Service Development

Service Development Guide

This guide documents best practices for creating NestJS services that depend on external resources like databases and storage systems. Following these patterns prevents race conditions and ensures reliable service initialization in Kubernetes environments.

💾 Database-Dependent Services

The Problem: Initialization Race Conditions

When your service depends on a database, you must handle the case where the database isn't ready when your service starts. This is common in Kubernetes where pods start in parallel.

Race condition timeline:

1. PostgreSQL pod starts, port 5432 becomes available
2. Init container detects port availability → SUCCESS
3. App pod starts
4. onModuleInit() runs immediately
5. PostgreSQL is still initializing (not accepting connections)
6. Database operations fail
7. App starts with broken database state

✅ Required Patterns

1. Short Startup Retry, Then Fail Fast

Init containers handle primary readiness. Application retry is only for the tiny timing window between init container exit and app startup:

/**
 * Wait for database to be ready with short retry.
 *
 * Enterprise approach: Init containers handle primary readiness check.
 * This short retry (3 attempts, ~3s) handles only the tiny timing window
 * between init container exit and app startup.
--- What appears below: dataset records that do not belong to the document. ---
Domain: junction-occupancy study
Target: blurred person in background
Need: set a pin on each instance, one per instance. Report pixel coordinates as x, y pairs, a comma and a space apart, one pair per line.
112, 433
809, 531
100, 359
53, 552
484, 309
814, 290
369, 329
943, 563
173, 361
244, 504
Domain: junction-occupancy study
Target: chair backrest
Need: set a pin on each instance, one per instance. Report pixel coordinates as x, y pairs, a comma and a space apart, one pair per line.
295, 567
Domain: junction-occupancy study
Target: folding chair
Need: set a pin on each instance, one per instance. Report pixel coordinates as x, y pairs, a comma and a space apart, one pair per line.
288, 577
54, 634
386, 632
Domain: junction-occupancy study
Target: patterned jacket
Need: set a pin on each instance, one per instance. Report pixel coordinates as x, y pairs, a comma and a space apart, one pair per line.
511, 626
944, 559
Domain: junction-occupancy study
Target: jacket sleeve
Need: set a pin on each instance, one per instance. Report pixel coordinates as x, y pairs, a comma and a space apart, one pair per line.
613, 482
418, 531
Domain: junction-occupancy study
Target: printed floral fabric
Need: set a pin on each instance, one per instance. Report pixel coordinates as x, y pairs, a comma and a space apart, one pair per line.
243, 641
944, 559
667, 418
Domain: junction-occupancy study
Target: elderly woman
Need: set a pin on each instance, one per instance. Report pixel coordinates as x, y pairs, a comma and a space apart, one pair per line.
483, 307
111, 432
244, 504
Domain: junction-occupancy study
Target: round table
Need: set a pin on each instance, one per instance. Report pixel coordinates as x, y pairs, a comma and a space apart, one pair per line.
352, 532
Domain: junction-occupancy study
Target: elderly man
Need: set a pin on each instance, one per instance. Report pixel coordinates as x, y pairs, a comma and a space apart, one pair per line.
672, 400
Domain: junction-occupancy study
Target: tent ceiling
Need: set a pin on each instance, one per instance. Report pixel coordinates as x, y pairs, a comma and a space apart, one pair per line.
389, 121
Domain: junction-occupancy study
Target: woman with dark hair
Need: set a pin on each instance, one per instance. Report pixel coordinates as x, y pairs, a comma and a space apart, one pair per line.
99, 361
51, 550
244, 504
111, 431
If still failing after
 * this, we fail fast and let Kubernetes restart us with its own backoff.
 */
private async waitForDatabase(
  maxRetries = 3,
  delayMs = 1000,
): Promise<void> {
  if (!this.pool) return;

  let lastError: Error | undefined;

  for (let attempt = 1; attempt <= maxRetries; attempt++) {
    try {
      const client = await this.pool.connect();
      await client.query('SELECT 1');
      client.release();
      if (attempt > 1) {
        this.logger.info({ attempt }, 'Database connection established');
      }
      return;
    } catch (error) {
      lastError = error as Error;
      if (attempt < maxRetries) {
        this.logger.warn(
          { attempt, maxRetries, error: lastError.message },
          'Database not ready, retrying...',
        );
        await new Promise((resolve) => setTimeout(resolve, delayMs));
      }
    }
  }

  // Fail fast - let Kubernetes handle restart with its own backoff
  throw new Error(
    `Database not available after ${maxRetries} attempts: ${lastError?.message}`,
  );
}

💡 Why short retry + fail fast:

Init containers are the primary defense (infrastructure layer)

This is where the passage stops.